FCA can thank credit-swapping for meeting regulations this year.

FCA Headquarters
No fines sounds mighty fine.

Following Fiat Chrysler Automobiles' swift move to count Tesla vehicles as part of its vehicle fleet in the European Union, FCA CEO Mike Manley believes the company will not face any fines this year or in 2020.

Automotive News Europe reported Wednesday on Manley's comments during a conference call about FCA's second-quarter financial results. The Tesla deal saw FCA pay an incredibly large sum of money to stay compliant with the most recent EU emissions regulations. Although Tesla and FCA have zero financial involvement together, the EU allows pooling, which became the Italian conglomerate's saving grace.

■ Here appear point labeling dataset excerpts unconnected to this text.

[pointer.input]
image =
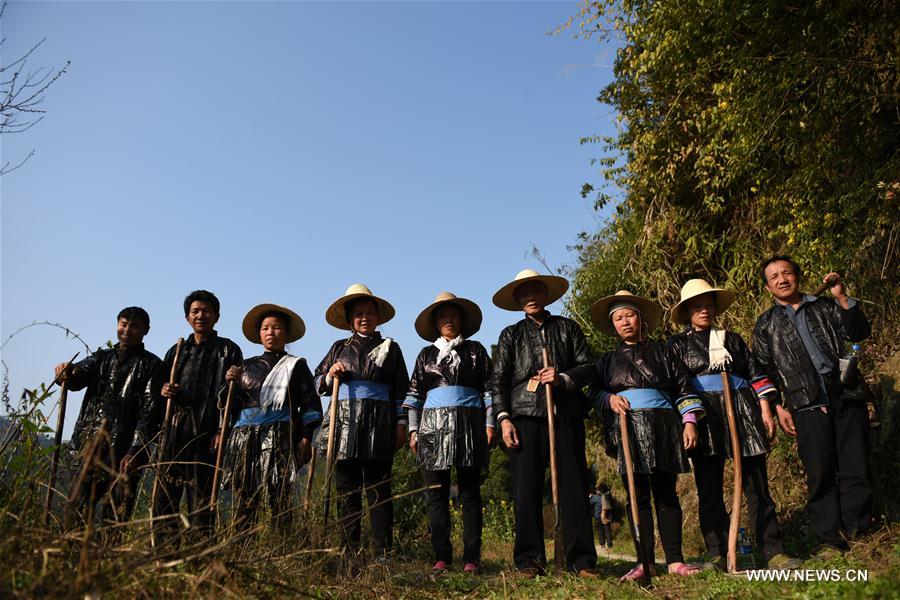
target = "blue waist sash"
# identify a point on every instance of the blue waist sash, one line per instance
(362, 389)
(257, 416)
(642, 398)
(453, 395)
(713, 382)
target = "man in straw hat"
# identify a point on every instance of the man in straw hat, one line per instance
(520, 406)
(450, 423)
(371, 423)
(189, 456)
(799, 343)
(707, 351)
(274, 412)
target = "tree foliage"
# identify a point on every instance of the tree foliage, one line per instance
(746, 129)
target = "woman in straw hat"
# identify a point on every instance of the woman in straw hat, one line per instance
(371, 420)
(274, 414)
(519, 382)
(707, 350)
(450, 423)
(644, 379)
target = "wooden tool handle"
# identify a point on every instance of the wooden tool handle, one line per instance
(625, 440)
(731, 558)
(221, 446)
(822, 287)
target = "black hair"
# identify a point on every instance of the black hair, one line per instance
(779, 257)
(134, 313)
(281, 316)
(348, 308)
(201, 296)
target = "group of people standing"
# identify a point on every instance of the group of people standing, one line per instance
(459, 395)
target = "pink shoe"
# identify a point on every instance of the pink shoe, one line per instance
(685, 570)
(440, 566)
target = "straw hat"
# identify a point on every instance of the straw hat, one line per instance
(252, 321)
(698, 287)
(600, 311)
(471, 317)
(505, 296)
(337, 318)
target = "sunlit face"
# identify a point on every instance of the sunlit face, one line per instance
(532, 297)
(131, 332)
(627, 322)
(364, 317)
(781, 280)
(448, 320)
(702, 310)
(273, 334)
(202, 317)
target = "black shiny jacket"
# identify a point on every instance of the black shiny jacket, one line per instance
(123, 388)
(474, 370)
(354, 353)
(643, 365)
(692, 347)
(519, 357)
(782, 356)
(201, 374)
(305, 407)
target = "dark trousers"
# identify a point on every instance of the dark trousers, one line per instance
(353, 476)
(714, 519)
(668, 514)
(834, 448)
(604, 533)
(187, 469)
(469, 481)
(528, 466)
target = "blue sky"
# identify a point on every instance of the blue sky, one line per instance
(278, 152)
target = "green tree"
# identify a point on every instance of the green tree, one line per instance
(745, 129)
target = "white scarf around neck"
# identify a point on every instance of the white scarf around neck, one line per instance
(447, 350)
(719, 358)
(379, 353)
(274, 389)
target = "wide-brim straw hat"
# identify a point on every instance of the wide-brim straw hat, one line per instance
(505, 296)
(698, 287)
(471, 317)
(336, 316)
(650, 311)
(252, 321)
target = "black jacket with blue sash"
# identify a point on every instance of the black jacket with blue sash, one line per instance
(370, 404)
(448, 408)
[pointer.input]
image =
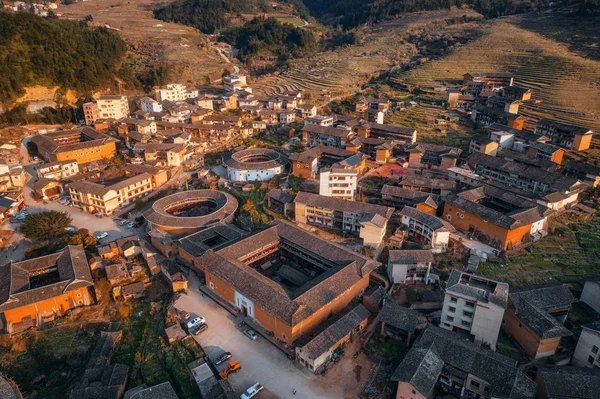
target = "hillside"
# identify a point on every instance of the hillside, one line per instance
(52, 52)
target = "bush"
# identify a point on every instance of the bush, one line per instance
(45, 225)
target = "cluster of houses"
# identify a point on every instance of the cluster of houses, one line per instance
(312, 295)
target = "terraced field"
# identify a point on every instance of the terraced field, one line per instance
(567, 84)
(339, 73)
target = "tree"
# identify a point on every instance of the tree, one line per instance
(45, 225)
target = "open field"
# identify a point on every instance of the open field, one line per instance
(569, 255)
(567, 84)
(153, 42)
(341, 72)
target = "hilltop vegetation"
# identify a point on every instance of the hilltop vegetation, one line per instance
(52, 52)
(283, 40)
(351, 13)
(207, 16)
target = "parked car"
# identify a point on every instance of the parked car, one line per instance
(250, 333)
(252, 391)
(199, 328)
(195, 321)
(223, 358)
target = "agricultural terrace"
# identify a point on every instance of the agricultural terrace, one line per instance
(565, 82)
(341, 72)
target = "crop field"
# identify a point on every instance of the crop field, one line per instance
(152, 42)
(566, 83)
(570, 255)
(341, 72)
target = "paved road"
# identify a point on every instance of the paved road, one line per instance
(260, 360)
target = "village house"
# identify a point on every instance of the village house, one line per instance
(317, 349)
(338, 182)
(428, 184)
(409, 266)
(432, 156)
(474, 306)
(556, 382)
(38, 290)
(587, 173)
(497, 217)
(57, 170)
(484, 144)
(425, 228)
(175, 92)
(399, 322)
(368, 221)
(545, 187)
(486, 116)
(306, 164)
(400, 134)
(101, 197)
(82, 145)
(399, 197)
(321, 278)
(567, 136)
(315, 135)
(442, 361)
(535, 317)
(587, 352)
(591, 293)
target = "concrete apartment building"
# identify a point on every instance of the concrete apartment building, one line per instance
(176, 92)
(474, 306)
(115, 107)
(567, 136)
(96, 197)
(587, 352)
(90, 112)
(368, 221)
(82, 145)
(338, 182)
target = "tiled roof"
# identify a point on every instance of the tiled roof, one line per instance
(343, 205)
(335, 332)
(73, 270)
(570, 382)
(410, 256)
(484, 290)
(291, 307)
(421, 366)
(400, 317)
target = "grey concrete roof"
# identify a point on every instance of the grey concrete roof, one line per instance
(461, 355)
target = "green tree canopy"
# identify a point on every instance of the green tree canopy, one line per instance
(45, 225)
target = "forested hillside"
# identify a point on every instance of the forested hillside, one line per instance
(207, 16)
(52, 52)
(283, 40)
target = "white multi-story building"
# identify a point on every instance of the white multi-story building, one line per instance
(338, 182)
(587, 352)
(176, 92)
(474, 306)
(115, 107)
(148, 104)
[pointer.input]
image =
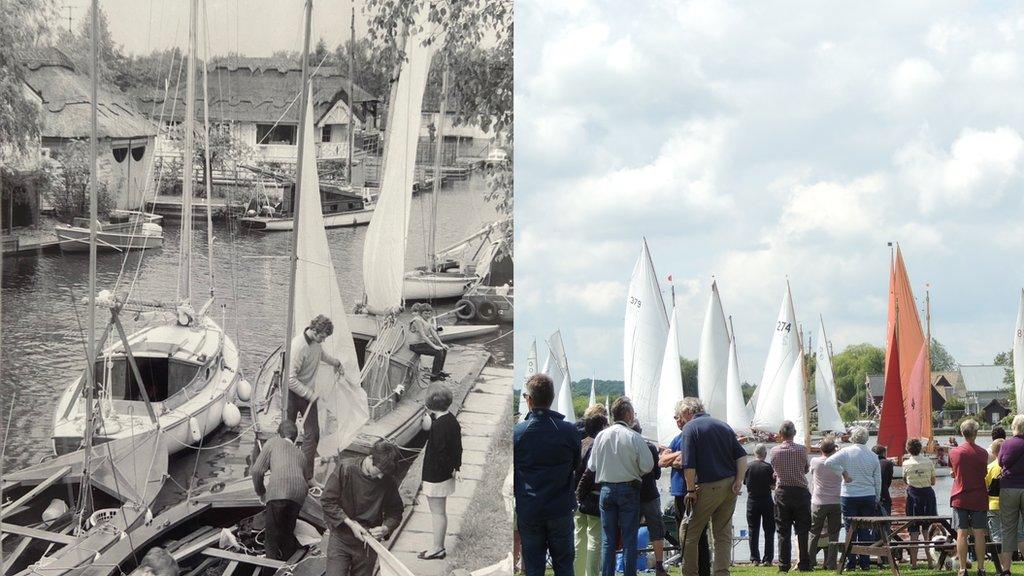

Manley also said the automaker will avoid future fines as it introduces more electrified models and new internal-combustion engines that are more fuel-efficient. Specifically, he was referring to mild-hybrid versions of the Fiat 500 and Jeep Renegade on the horizon, along with PHEV variants of the Renegade, Wrangler and Compass. Combined, Manley said the company expects the electrified vehicles to make up 5% of the automaker's sales mix in Europe.

On the traditional engine side of things, the automaker will also roll out new three-cylinder engines for the Fiat 500X and Renegade that displace 1.0 and 1.3 liters. 

Although the company will avoid fines, that's not to say FCA saved money. In the same conference call, Chief Financial Officer Richard Palmer said the bill to meet regulations in Europe this year is about $134 million based on current exchange rates. Globally, the automaker will spend over $672 million to remain in compliance across multiple markets.

Meanwhile, FCA can't dawdle. In 2021, the EU will phase in even stricter emissions regulations that 95% percent of its sales must adhere to. Fortunately, it sounds like the automaker has kicked its electric car program into a higher gear. Manley mentioned another battery-electric car in the works to complement the second-generation electric Fiat 500. Five more electrified vehicles are also in the pipeline.